A few months after I met my now husband, he discovered (through paternity testing) that he had a child from a relationship 9 years prior. The child’s mother waited for 9 years to seek child support and never established contact between my husband and her or the child (they lived 2,000 miles away).
This past year, the child’s (now 14) mother established contact with my husband and ultimately my husband has finally talked to his son online, over Skype and emails. Father and son seem to enjoy their talks and my husband is planning a trip to see him in the next few weeks. I don’t plan on going mostly because this boy hasn’t even met his father yet; bringing along an extra “mom-type” wouldn’t be fair to anyone.
I have done everything in my capability to be a good stepmom to the two kids that we share custody with with his ex-wife. In fact, some would say I’ve gone above and beyond the Stepmom call of duty. I love my stepkids and consider them like my own.

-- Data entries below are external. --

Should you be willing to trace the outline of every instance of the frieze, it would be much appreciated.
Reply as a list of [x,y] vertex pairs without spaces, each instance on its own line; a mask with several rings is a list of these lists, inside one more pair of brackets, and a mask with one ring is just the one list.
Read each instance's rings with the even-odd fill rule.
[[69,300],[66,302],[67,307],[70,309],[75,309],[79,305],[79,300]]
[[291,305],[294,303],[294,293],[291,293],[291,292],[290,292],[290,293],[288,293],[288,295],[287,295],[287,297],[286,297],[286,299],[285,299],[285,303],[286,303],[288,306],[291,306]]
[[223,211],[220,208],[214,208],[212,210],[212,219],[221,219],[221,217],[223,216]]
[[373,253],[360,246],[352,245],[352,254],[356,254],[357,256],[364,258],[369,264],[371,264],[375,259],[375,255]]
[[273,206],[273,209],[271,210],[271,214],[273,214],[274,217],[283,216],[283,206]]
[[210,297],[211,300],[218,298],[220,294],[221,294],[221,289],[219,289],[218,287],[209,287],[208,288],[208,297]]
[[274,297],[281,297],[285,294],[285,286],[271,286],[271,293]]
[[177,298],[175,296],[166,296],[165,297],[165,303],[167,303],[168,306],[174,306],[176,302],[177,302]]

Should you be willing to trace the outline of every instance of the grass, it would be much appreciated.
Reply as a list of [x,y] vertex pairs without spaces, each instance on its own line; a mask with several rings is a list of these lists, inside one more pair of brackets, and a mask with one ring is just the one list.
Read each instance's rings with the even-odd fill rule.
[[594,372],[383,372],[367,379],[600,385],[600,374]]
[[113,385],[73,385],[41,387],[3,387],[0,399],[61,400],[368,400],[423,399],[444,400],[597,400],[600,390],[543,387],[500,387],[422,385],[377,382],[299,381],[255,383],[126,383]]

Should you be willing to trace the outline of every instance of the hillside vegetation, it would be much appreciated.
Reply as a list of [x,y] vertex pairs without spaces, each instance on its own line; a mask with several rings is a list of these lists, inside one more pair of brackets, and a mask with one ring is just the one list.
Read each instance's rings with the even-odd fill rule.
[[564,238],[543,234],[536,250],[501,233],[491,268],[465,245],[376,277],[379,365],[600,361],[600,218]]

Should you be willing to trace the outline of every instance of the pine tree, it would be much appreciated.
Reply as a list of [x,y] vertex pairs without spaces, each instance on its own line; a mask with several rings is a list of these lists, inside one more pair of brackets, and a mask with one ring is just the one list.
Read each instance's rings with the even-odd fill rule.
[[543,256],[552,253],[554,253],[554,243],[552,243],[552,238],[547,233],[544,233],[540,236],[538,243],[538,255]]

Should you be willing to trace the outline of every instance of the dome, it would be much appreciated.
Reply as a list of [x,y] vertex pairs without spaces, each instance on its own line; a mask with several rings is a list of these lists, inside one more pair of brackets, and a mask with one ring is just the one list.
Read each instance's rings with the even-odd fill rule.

What perplexes me is that I can’t seem to wrap my head (or heart) around liking this third kid. I want to consider him part of our family, but I’m struggling with that. I admire my husband for stepping up and wanting to establish a relationship with this kid but I feel like a horrible person because I don’t want to deal with the new extension of our stepfamily.
Our custodial kids don’t know about their half-brother and we have no intentions of telling them at the moment. Both kids tend to have behavioral issues when confronted with major upheavals (as could be expected).
Any advice for how I can maintain my sanity while I warm up to an “extra” stepchild?